One of the things I have been writing about quite a bit is the challenges to 5G in the mmWave bands. This seems to be bubbling to the top, more and more, as carriers are under pressure to roll out 5G. The hype is that it is the silver bullet for densification. However, using mmWave >6 GHz is problematic, especially for mobile wireless, for a number of reasons.
It seems that some carriers agree. There has been more data coming out that 5G at mmWave frequencies may be more problematic than first thought. Perhaps that is why U.S. Cellular has followed in T-Mo’s and AT&T’s footsteps and to 5G services to rural customer using old 600 MHz 4G spectrum. Both T-Mo and AT&T have been talking about deploying 5G at frequencies at low band, below 1 GHz.
However, this may not be much more than a slightly jazzed-up version of 4G performance. While new bandwidth manipulation technologies have emerged, they are a bit more limited at lower bands than mmWave, where large chunks of spectrum are available, offering hundreds of megahertz of bandwidth. At low band, bandwidth is in the 10s of megahertz.
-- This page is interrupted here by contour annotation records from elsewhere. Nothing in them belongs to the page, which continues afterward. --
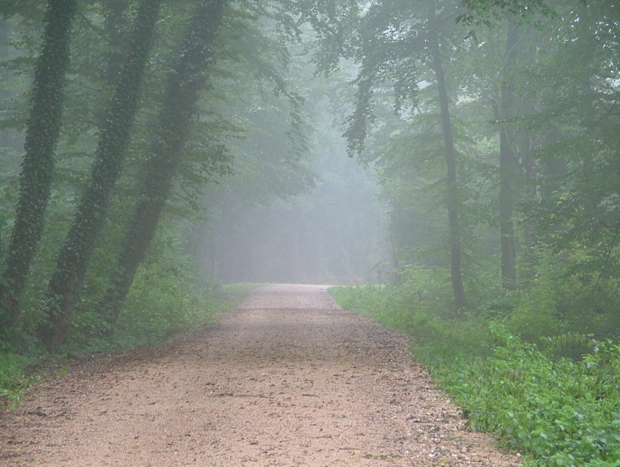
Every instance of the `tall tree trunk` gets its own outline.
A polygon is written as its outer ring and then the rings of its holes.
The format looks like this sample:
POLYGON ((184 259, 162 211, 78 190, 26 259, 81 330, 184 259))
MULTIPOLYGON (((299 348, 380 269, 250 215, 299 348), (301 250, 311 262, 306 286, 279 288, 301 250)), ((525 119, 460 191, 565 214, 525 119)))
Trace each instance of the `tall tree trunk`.
POLYGON ((45 311, 49 322, 39 331, 52 352, 64 341, 71 324, 77 293, 121 173, 160 3, 158 0, 143 0, 140 3, 127 58, 99 136, 90 180, 48 286, 45 311))
POLYGON ((499 244, 502 250, 502 284, 507 290, 517 287, 517 256, 513 222, 513 180, 517 176, 515 157, 514 85, 512 73, 516 61, 519 32, 508 24, 506 55, 499 96, 499 244))
POLYGON ((204 70, 213 61, 226 0, 200 0, 177 59, 168 74, 163 107, 158 118, 152 156, 139 202, 130 222, 110 287, 100 309, 115 322, 138 266, 155 233, 188 134, 196 100, 205 85, 204 70))
POLYGON ((37 61, 19 198, 4 273, 0 280, 3 328, 17 324, 18 300, 43 229, 54 171, 54 151, 60 132, 65 75, 69 66, 71 23, 76 0, 50 0, 45 17, 43 50, 37 61))
MULTIPOLYGON (((433 19, 434 13, 431 19, 433 19)), ((431 26, 432 28, 432 26, 431 26)), ((439 41, 435 30, 430 30, 428 34, 431 54, 433 57, 433 69, 437 80, 439 93, 440 107, 442 114, 442 128, 444 133, 444 143, 446 147, 446 166, 448 170, 446 179, 448 204, 448 229, 450 239, 451 273, 452 289, 457 308, 467 305, 465 289, 463 287, 463 277, 461 273, 461 238, 458 225, 458 192, 456 180, 456 152, 452 137, 452 124, 450 121, 450 110, 448 107, 448 92, 446 89, 446 79, 439 41)))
Millimeter wave is going to play a critical role in 5G networks. There is no question about that. Nevertheless, it is fraught with challenges, they are varied and complex, particularly the pervasiveness of a cellular signal running on mmWave spectrum from a small cell. While this has always been on the top of the list, a recent report by MoffettNathason presented data that mmWave propagation rates are lower than initially expected. The report cited data from Verizon’s fixed 5G network in Sacramento.
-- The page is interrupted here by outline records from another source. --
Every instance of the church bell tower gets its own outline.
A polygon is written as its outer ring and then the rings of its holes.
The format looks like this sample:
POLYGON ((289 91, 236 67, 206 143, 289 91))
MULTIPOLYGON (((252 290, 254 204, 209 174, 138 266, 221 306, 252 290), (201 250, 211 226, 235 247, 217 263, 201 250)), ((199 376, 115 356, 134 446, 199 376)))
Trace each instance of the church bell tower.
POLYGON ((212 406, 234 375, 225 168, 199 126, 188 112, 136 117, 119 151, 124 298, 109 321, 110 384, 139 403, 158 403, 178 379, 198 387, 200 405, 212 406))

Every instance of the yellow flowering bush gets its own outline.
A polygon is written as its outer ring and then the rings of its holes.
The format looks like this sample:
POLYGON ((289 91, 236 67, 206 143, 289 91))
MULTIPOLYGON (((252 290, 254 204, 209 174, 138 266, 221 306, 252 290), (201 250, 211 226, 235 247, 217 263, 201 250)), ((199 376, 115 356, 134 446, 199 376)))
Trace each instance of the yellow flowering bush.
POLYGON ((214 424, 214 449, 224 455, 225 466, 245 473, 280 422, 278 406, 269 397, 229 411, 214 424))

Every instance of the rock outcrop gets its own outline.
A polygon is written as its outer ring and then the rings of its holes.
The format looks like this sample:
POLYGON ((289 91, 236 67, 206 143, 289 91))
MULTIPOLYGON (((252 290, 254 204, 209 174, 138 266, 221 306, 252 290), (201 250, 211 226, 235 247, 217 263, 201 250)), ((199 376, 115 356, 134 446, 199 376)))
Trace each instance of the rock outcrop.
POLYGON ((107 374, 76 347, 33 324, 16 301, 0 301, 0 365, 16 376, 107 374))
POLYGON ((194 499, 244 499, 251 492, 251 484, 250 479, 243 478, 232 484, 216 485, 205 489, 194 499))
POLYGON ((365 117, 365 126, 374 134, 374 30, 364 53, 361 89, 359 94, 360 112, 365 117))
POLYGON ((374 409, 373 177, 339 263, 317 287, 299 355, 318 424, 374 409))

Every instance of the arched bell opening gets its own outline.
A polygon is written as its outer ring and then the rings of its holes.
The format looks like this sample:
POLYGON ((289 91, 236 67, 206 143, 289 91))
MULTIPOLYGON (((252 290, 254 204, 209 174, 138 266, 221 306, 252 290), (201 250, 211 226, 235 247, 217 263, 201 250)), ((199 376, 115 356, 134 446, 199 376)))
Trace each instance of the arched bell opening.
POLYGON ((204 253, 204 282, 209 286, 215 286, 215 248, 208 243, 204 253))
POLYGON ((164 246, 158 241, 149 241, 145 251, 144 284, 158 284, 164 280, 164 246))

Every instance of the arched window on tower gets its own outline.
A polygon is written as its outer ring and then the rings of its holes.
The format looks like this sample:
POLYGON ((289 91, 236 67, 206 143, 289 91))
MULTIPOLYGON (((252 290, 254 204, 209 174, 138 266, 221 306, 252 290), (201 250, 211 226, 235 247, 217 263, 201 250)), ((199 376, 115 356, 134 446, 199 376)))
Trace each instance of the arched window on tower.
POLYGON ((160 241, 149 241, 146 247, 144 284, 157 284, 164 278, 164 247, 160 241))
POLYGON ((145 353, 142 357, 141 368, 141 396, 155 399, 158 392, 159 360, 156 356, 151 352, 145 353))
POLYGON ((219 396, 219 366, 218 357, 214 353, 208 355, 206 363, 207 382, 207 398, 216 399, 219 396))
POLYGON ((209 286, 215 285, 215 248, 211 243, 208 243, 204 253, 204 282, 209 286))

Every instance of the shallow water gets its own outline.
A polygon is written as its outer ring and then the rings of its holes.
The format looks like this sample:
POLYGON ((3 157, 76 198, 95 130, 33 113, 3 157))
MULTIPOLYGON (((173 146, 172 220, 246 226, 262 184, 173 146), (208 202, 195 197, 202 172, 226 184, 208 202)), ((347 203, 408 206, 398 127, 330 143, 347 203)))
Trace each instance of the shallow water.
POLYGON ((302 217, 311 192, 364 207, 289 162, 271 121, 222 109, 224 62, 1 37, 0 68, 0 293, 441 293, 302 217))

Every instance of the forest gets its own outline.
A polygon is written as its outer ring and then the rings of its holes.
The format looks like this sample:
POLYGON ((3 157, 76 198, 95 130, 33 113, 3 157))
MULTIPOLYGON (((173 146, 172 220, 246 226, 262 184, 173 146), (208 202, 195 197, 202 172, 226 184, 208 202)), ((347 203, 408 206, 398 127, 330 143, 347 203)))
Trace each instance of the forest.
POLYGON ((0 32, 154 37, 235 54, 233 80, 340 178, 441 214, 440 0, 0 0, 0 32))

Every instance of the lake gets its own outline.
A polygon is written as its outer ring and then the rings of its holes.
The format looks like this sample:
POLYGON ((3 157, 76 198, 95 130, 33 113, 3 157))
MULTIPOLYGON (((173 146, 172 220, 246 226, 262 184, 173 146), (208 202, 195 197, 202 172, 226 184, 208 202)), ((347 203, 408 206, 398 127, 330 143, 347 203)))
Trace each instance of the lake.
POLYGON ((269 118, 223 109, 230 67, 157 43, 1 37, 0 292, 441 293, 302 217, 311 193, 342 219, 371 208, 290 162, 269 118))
That deployment, according to the report, determined that each small cell was serving an average of 27 eligible addresses. That was lower than initial expectations. The exact reasons for that have yet to be determined, but there is discussion that original estimates were too liberal, or that propagation models were flawed. Regardless, it proves the age-old adage of e=mc (squared), plus or minus 10 percent – what you design is not, always, what you get, in spite of what the math says.
The ramifications of that are significant. That implication permeates across multiple sectors, from power to permissions. In the end, it could require a much denser small cell landscape than originally envisioned and network designers have to start looking harder at some of the variables that affect propagation at mmWave frequencies. Therefore, 5G mmWave is not the magic bullet to nationwide coverage, as has been hyped, and 5G will encompass all bands, low, medium and high bands, as well as mmWave.
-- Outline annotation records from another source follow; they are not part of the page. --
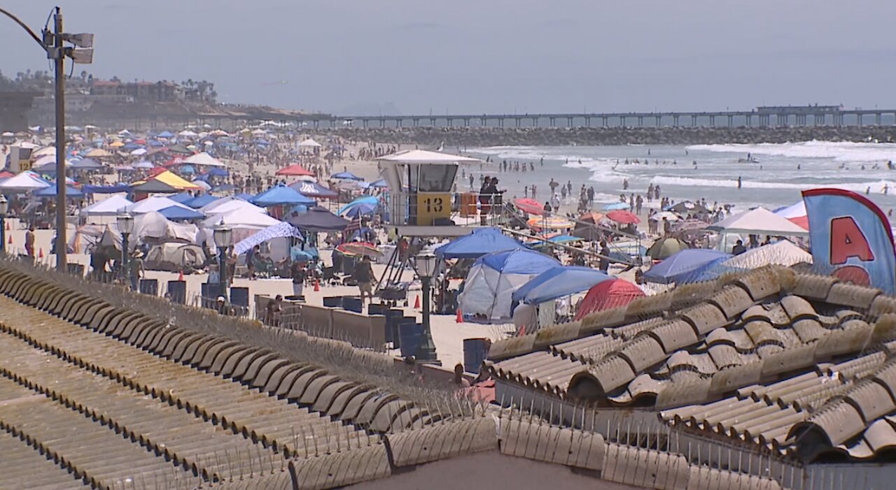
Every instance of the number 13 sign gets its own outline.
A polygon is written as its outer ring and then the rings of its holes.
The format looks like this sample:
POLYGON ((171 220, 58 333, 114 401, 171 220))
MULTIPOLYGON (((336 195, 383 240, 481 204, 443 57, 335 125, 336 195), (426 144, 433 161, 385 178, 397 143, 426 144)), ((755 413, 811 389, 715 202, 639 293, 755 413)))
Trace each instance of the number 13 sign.
POLYGON ((451 217, 451 194, 419 192, 417 194, 417 224, 430 225, 439 218, 451 217))

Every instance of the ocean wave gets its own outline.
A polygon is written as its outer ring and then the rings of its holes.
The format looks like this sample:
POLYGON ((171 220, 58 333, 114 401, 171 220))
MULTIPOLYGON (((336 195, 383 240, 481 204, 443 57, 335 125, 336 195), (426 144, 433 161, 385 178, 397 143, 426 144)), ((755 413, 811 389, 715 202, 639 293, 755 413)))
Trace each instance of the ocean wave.
MULTIPOLYGON (((653 184, 662 185, 677 185, 677 186, 687 186, 687 187, 728 187, 728 188, 737 188, 737 179, 694 179, 691 177, 672 177, 666 175, 658 175, 650 179, 650 182, 653 184)), ((818 187, 830 187, 835 189, 844 189, 847 190, 853 190, 855 192, 865 192, 866 189, 871 188, 871 191, 874 193, 880 193, 886 185, 896 193, 896 182, 894 181, 874 181, 874 182, 849 182, 849 183, 823 183, 823 184, 812 184, 812 183, 788 183, 788 182, 767 182, 762 181, 749 181, 745 180, 741 182, 741 187, 744 189, 792 189, 797 190, 805 190, 806 189, 815 189, 818 187)))
POLYGON ((728 145, 691 145, 691 151, 747 153, 753 156, 791 158, 829 158, 838 162, 886 162, 896 160, 896 143, 854 143, 849 141, 805 141, 801 143, 758 143, 728 145))

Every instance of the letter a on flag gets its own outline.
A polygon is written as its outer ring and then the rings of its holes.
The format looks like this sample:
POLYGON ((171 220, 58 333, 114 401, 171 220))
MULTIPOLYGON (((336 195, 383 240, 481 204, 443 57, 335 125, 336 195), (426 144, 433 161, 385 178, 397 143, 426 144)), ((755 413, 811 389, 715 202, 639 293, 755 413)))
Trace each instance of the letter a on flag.
POLYGON ((840 189, 803 191, 816 270, 896 294, 896 252, 886 215, 865 196, 840 189))

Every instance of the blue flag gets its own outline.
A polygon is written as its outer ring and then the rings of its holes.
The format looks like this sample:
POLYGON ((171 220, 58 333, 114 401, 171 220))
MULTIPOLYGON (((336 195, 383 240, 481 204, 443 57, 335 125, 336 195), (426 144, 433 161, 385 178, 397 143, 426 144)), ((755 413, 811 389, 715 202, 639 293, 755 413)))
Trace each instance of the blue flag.
POLYGON ((896 293, 896 252, 886 215, 867 198, 840 189, 803 191, 814 268, 896 293))

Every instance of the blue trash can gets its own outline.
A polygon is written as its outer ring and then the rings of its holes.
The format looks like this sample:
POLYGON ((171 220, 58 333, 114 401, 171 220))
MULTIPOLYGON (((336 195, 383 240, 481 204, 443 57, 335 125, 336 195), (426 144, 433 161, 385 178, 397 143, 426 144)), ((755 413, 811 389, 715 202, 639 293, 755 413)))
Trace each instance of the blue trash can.
POLYGON ((417 354, 423 336, 423 325, 416 322, 402 322, 398 325, 399 343, 401 357, 408 358, 417 354))
POLYGON ((487 339, 463 339, 463 370, 479 374, 482 361, 486 360, 487 339))
POLYGON ((360 296, 343 296, 342 308, 355 313, 364 312, 364 303, 361 302, 360 296))

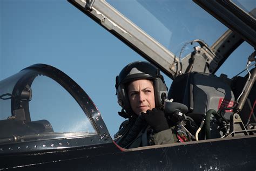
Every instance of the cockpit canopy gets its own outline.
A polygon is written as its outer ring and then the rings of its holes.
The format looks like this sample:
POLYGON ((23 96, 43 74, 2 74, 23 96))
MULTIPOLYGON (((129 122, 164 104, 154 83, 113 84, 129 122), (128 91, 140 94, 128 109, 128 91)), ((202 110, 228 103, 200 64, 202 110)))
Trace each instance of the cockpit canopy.
POLYGON ((98 120, 99 113, 89 106, 94 106, 84 91, 57 69, 34 65, 0 86, 0 143, 98 133, 88 110, 98 120))

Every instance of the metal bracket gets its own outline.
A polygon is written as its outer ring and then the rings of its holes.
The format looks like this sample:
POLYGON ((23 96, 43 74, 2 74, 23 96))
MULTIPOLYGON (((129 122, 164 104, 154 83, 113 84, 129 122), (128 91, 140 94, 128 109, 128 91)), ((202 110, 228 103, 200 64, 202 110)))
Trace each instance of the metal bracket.
POLYGON ((86 0, 86 4, 85 5, 85 7, 86 8, 91 9, 95 2, 95 0, 86 0))
POLYGON ((256 129, 247 129, 239 115, 235 113, 231 117, 231 133, 227 137, 249 135, 256 132, 256 129))

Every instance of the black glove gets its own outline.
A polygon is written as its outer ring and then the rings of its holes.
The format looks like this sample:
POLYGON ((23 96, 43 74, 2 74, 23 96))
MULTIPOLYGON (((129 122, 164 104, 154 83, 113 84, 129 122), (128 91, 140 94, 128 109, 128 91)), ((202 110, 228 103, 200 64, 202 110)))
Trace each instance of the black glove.
POLYGON ((155 133, 169 128, 165 114, 162 111, 154 108, 152 111, 147 110, 146 113, 142 112, 141 114, 155 133))

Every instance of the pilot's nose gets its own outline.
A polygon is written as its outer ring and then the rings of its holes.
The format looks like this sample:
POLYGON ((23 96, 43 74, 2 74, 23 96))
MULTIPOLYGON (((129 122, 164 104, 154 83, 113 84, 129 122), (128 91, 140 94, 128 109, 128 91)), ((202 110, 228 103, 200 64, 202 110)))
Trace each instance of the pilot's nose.
POLYGON ((145 100, 145 94, 143 92, 140 92, 139 94, 139 101, 144 101, 145 100))

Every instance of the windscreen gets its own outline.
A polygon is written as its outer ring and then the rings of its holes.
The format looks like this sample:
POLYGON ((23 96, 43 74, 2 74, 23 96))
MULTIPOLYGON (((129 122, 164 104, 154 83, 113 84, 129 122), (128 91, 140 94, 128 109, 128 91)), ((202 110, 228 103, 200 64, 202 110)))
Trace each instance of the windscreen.
POLYGON ((97 134, 70 92, 46 76, 23 70, 0 87, 1 144, 97 134))
MULTIPOLYGON (((228 29, 192 1, 107 2, 176 56, 186 43, 199 39, 211 46, 228 29)), ((187 46, 183 57, 193 46, 187 46)))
We are, really, only at the initial stages of large-scale mmWave deployment. We have a lot to learn. There is no doubt the industry will figure it out, eventually, but as we gain knowledge in this area, we have to be careful not to lose sight of what it can, and cannot do.
Therefore, perhaps, now we have some insight into why the carriers have been paying attention to low band spectrum.
While 5G at low frequencies may not have the sex appeal of mmWave, or the bandwidth availability, applying technologies such as multiple-in, multiple-out (MIMO) carrier aggregation, beam steering, network slicing, as well as new modulations schemes can optimize bandwidth utilization. The propagation properties of under 1 GHz frequencies is both well understood and mature. Working these frequencies with 5G technology can be a viable part of the 5G ecosystem.